As Promised: Genetic Mapping
Fig. 1. T. H. Morgan's lasting scientific influence is evidenced by the large number of geneticists who name their cats after him.
RPM pointed out in comments to my post on "decoding" that another frequently misused term is 'mapping'. It doesn't bug me quite as much, because physical mapping can at least be a step in the genome sequencing process. However, like 'decoding', there's some fascinating science and history behind genetic maps that gets ignored in the confusion. So, in the naive belief that at least three of my readers aren't already biologists, here's What A Genetic Map Is And Why It Is Neither A Genetic Code Nor A Genome Sequence.
Genetic mapping was discovered way back when the science of genetics was very new. Watson and Crick determined the structure of DNA in 1953, and Hershey and Chase proved that DNA was the stuff of heredity only a year or so before that, but the first genetic map dates from 1911. A 19-year-old called Alfred Sturtevant drew it in a single evening, "to the neglect," he said, "of my undergraduate homework."
As is always a good idea, Sturtevant had made a wise choice of advisor. Thomas Hunt Morgan ran the new Drosophila laboratory - the Fly Room - at Columbia University and was working on the phenomenon of linkage, which he rightly considered to be good evidence for the Chromosome Theory of Inheritance.

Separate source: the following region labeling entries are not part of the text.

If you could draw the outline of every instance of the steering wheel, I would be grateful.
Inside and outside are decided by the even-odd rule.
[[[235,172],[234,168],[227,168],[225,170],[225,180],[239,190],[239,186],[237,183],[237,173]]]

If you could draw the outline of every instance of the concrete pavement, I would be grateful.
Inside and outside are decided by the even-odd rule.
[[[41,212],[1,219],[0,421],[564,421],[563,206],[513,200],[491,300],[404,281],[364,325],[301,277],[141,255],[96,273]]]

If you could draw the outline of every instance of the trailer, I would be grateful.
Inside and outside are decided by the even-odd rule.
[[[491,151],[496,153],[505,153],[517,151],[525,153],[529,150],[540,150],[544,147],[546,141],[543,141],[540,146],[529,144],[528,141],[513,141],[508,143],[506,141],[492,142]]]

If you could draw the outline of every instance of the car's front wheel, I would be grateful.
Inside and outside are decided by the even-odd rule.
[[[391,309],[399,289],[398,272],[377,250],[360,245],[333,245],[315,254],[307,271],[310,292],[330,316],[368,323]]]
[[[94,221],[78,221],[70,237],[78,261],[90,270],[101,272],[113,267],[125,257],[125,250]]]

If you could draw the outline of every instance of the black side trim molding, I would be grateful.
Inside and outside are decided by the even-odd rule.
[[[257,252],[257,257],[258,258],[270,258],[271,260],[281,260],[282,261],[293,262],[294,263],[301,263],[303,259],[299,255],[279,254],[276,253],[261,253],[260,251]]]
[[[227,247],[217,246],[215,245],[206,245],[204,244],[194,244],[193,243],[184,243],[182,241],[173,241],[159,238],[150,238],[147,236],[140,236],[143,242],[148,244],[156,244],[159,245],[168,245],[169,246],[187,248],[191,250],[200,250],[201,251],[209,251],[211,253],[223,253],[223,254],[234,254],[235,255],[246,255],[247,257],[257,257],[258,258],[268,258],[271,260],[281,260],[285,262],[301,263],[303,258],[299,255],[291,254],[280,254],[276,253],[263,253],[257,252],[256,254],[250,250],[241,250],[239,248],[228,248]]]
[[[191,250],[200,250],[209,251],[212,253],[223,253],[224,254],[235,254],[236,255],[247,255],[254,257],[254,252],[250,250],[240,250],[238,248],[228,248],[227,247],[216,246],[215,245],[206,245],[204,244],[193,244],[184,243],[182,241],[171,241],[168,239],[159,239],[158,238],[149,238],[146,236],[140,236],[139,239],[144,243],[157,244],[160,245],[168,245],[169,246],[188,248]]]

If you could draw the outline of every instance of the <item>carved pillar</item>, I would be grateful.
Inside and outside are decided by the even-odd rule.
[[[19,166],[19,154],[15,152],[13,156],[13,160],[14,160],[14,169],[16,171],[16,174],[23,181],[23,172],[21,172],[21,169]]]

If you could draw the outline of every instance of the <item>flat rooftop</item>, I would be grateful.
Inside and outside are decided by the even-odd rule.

At this point a 'gene' was merely a hypothetical entity, a symbol, that corresponded to a difference between individuals. There was debate for decades afterwards about whether genes even existed in any physical sense. The chromosome theory bypassed that question, holding that whatever-the-heck they consisted of, genes were nevertheless in, on, associated with, or stuck to particular coloured blobs that were visible in cells under certain staining conditions - chromosomes, which roughly translates as coloured blobs. (I love how the bewilderment and uncertainty of a dawning science shows in the jargon.)
Linkage is perhaps best described as "what Mendel missed". Everybody's favourite kitchen gardening monk-mathematician had shown in 1865 that when genes passed from generation to generation, they did so independently of one another: for example, inheriting your father's dark hair makes it no more and no less likely that you will inherit his blood type. This became known as Mendel's Second Law, or the Law of Independent Assortment, but exceptions were found almost as soon as anyone started looking for them. Sometimes, it seemed, a pair of characteristics tended to be inherited together.
For example, if you crossed a sweet pea with long pollen and purple flowers to another sweet pea with round pollen and pink flowers, the seedlings rarely had long pollen and pink flowers (or round pollen and purple flowers). They usually resembled one parent in both characteristics.
Morgan reckoned that if the genes were on the chromosomes - and there were certainly more genes than chromosomes - then these exceptions to Mendel's Second Law could be caused by pairs of genes close together on the same chromosome: that is, genes that were linked. So scientists in the Fly Room were busy finding as many examples as they could of differences between flies that could be conveniently used in crossing experiments: white versus red eyes, rudimentary versus normal wings, and so on - and looking for pairs of linked genes. Sometimes genes were tightly linked, meaning that almost no offspring were ever found with a combination of both parents' characteristics, but sometimes there was a sizeable minority of these "recombinants".
Sturtevant took the idea one stage further. If the loosely linked genes were far apart, and the tightly linked ones were close together, it should be possible to sketch out the relative positions of a whole group of genes, and then use that sketch to predict what the offspring of new experimental crosses should look like and how many recombinants there should be of each type.
It worked. All the genes could be plotted on one straight line.
Over the following years, more genes were discovered and added to the map. It kept working, and it worked for other species too. For any particular species there always turned out to be as many groups of linked genes on the map as there were chromosomes in the cells.
Eventually, this forced the opponents of the chromosome theory to shut up.
And they all lived happily ever after.
And the moral of the story is Never Do Your Homework.
Phoebe Sturtevant and Lilian Morgan also worked hard in the Fly Room, but got little credit for their contributions. When TH Morgan first visited Lilian after she gave birth to their eldest child, she asked after his new white-eyed mutant fly before he had a chance to ask after the baby. I've heard this story quoted as an example of what a dedicated and obsessive scientist he was, weirdly enough.
However, Phoebe is quoted as saying that Drosophila geneticists make good husbands, so I was very happy when my best friend married one.